I began writing this on Ash Wednesday. On this day, many Christians fast, eating only one meal, and begin a Lenten discipline, abstention from something enjoyed. Over time, various Christian traditions have recommended different Lenten practices, but all who observe Lent do so by giving something up until the Friday before Easter. Can a religion which encourages such self-negating practices be called egoistic?
Christ himself said “For whoever wishes to save his life will lose it, but whoever loses his life for my sake will find it.” (Matt. 16:25, NABRE) This theme of “death to self” runs through the New Testament, with all three synoptic gospels recording an incident in which Jesus endorses two commandments as the core ideas on which all other moral teachings hang: (1) Love God with everything you have and (2) love others as you love yourself. Although this incident is not in his gospel, John picks up the same theme in his first epistle, saying that if God loves us, we must love each other. These commandments could easily be read as profoundly anti-egoistic.
However, another theme runs throughout Christian thinking: There is nothing on Earth or in Heaven that will make God love any person any less. As St. Paul said, “For I am convinced that neither death, nor life, nor angels, nor principalities, nor present things, nor future things, nor powers, nor height, nor depth, nor any other creature will be able to separate us from the love of God in Christ Jesus our Lord.” (Romans 8:38-39, NABRE). As the Prophet Isaiah wrote, “Though the mountains fall away and the hills be shaken, My love shall never fall away from you nor my covenant of peace be shaken, says the Lord, who has mercy on you.” (Isaiah 54:10, NABRE) These claims declare nothing less than that the all-powerful, all-knowing essence of goodness Himself loves every individual. St. Paul even sounds arrogant in his question “If God is for us, who can be against us?” (Romans 8:31, NABRE). Is it egoistic to regard oneself as inescapably loved by the foundation of all existence? Some critics of Christianity do argue that for one to think God created the world and everything in it to have a relationship with them is profoundly egotistical.

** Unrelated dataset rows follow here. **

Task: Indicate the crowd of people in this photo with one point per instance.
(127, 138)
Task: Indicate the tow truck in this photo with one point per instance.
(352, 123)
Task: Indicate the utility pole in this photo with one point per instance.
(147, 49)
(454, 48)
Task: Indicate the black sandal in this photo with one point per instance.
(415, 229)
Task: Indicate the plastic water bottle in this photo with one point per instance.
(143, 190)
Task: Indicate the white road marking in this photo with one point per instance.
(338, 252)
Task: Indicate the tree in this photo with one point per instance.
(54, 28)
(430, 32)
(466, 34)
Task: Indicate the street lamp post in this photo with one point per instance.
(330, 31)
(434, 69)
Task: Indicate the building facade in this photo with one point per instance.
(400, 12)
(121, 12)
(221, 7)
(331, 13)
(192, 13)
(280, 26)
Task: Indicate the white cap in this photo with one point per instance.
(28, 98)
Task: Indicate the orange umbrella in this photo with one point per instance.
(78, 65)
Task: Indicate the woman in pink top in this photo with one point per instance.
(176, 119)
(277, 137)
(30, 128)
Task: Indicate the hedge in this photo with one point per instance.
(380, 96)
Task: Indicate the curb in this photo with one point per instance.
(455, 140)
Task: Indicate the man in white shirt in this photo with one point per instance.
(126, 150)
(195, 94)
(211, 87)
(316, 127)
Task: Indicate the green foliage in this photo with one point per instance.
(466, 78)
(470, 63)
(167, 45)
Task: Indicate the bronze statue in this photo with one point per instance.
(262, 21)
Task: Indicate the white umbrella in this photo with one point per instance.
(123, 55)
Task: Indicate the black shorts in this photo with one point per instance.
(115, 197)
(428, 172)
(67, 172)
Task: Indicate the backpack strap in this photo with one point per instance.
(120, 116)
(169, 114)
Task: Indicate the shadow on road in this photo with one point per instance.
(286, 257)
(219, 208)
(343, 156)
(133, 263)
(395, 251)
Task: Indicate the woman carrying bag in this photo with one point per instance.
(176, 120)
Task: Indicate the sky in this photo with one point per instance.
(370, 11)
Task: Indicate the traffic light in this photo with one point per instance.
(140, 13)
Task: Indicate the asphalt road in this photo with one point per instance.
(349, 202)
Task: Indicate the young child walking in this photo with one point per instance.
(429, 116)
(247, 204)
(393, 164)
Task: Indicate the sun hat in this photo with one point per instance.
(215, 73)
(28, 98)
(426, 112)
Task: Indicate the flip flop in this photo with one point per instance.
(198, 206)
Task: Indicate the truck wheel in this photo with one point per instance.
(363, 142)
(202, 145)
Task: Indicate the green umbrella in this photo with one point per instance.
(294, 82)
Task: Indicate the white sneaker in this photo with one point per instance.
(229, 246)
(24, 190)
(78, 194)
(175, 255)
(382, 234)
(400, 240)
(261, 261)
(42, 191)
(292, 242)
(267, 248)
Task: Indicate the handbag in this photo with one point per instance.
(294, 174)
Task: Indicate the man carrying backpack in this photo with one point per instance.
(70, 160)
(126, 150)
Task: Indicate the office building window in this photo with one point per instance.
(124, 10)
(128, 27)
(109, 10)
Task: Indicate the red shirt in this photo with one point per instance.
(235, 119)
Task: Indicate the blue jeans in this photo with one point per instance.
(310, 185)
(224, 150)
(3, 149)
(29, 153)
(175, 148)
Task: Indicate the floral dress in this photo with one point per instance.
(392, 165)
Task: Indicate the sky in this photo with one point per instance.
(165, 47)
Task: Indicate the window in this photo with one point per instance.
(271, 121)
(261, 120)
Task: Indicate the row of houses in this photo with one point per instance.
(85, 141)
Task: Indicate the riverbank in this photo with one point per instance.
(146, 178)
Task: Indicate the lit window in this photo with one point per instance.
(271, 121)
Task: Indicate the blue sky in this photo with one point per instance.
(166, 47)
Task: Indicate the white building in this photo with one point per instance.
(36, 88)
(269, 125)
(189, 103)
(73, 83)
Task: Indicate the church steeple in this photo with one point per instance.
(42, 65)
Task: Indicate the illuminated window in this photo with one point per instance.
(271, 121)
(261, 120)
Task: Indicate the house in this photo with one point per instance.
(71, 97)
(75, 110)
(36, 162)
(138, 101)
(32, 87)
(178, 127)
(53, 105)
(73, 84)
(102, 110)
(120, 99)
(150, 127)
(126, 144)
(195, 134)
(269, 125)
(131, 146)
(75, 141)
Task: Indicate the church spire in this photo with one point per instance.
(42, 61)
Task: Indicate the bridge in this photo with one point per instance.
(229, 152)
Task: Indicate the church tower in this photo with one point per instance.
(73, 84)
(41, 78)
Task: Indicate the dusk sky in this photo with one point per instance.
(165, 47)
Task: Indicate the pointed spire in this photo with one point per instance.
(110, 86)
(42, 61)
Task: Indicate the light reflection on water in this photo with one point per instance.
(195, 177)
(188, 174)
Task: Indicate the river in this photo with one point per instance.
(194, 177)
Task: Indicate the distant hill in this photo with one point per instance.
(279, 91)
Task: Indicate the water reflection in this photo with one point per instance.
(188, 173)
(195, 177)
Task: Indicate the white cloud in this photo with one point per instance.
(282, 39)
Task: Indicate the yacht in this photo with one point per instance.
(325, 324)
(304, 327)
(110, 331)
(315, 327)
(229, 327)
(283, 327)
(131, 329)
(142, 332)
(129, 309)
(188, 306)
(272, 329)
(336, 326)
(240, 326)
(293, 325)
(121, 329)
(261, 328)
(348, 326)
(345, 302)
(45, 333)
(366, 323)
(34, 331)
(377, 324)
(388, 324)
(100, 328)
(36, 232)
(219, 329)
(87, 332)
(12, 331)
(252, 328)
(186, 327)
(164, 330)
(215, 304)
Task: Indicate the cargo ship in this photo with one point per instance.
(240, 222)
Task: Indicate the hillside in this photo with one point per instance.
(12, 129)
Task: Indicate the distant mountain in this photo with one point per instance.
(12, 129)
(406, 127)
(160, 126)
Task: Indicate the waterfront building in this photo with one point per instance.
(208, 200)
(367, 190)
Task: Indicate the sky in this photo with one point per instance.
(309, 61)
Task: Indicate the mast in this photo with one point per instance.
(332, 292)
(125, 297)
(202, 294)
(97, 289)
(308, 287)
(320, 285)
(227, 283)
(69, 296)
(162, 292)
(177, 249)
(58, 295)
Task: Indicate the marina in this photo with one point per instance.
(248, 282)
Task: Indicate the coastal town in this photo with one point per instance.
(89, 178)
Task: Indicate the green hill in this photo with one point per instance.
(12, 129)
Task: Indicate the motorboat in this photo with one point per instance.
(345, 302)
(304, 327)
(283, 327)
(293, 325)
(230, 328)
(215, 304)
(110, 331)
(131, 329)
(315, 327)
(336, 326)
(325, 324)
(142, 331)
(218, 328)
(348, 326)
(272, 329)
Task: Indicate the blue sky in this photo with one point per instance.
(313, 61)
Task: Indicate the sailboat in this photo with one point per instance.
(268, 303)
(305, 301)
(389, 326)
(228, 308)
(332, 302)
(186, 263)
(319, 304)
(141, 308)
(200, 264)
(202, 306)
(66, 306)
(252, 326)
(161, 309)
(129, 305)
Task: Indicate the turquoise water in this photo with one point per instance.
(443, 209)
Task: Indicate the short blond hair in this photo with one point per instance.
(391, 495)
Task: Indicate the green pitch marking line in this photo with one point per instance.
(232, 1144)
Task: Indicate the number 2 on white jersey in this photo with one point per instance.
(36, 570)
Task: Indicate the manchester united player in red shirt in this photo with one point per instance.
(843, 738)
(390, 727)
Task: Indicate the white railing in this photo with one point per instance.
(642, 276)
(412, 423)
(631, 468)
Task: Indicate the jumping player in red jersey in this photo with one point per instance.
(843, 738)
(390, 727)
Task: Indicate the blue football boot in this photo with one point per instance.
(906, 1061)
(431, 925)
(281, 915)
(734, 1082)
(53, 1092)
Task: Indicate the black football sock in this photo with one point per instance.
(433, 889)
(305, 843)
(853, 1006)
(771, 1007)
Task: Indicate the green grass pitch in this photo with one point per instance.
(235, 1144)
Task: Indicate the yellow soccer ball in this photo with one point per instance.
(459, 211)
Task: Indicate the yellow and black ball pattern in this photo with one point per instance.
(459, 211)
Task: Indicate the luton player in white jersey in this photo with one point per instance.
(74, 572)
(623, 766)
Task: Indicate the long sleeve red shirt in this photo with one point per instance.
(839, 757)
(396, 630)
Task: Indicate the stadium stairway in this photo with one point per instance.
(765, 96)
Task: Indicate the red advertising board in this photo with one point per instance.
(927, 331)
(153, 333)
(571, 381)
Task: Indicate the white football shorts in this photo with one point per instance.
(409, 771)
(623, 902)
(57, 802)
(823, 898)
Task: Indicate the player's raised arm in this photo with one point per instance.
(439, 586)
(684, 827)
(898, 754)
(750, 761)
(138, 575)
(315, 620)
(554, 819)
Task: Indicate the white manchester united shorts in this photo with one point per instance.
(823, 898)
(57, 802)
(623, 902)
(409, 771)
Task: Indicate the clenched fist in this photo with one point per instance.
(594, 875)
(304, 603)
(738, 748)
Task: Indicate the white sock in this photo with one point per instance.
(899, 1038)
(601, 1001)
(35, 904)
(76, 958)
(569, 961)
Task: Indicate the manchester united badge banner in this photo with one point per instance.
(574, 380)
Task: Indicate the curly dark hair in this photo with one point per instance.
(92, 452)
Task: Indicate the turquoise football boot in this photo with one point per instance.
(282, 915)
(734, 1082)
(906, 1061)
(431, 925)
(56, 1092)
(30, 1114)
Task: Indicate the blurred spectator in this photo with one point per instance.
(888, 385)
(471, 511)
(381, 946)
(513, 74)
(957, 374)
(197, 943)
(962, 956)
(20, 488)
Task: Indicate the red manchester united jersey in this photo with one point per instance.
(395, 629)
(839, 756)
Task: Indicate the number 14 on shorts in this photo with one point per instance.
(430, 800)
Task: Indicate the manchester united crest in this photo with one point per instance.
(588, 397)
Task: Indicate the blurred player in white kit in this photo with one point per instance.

One way of reconciling these two currents requires reference to one more idea, which goes by many names: glorification, divinization, theosis, sanctification, and more. These terms may not mean exactly the same thing, but they cover a similar enough theme: through the salvific power of Christ’s Earthly life, death, and resurrection, human beings may become godly. Peter describes it this way: “His divine power has bestowed on us everything that makes for life and devotion, through the knowledge of him who called us by his own glory and power. Through these, he has bestowed on us the precious and very great promises, so that through them you may come to share in the divine nature, after escaping from the corruption that is in the world because of evil desire.” (2 Peter 1:3-4, NABRE) And Jesus Himself is quite explicit according to John’s gospel: “Jesus answered them, “Is it not written in your law, ‘I said, “You are gods”’?” (John 10:34, NABRE)
Christians have faith in this promise: that by loving God, the all-knowing, all-powerful, creator and sustainer of all, He will make us “share in the divine nature”. This is not to say that we will become equal with God or absorbed into Him or creators of universes in which we will play His role, but rather that we will be in perfect harmony with the nature of the Good, the foundation of all that exists, God Himself. We will lose the things we think are our own but are merely the things we have picked up contrary to our nature. We will “throw off the work of darkness [and] put on the armor of light… put on the Lord Jesus Christ, and make no provision for the desires of the flesh.” (Romans 13:12-14)
So, what is there in Christianity for the egoist? There is the emptying out of the self, the negation of what we imagine we desire, the loss of control over the direction of our lives, and the recognition of our helplessness. Yet through this, there comes filling up with the glory of everything good, crowning as an heir to the Kingdom of Heaven, and the highest fulfillment available to any human being. The egoist can be exalted, yes, but only through letting their ego die – and being born anew in Christ.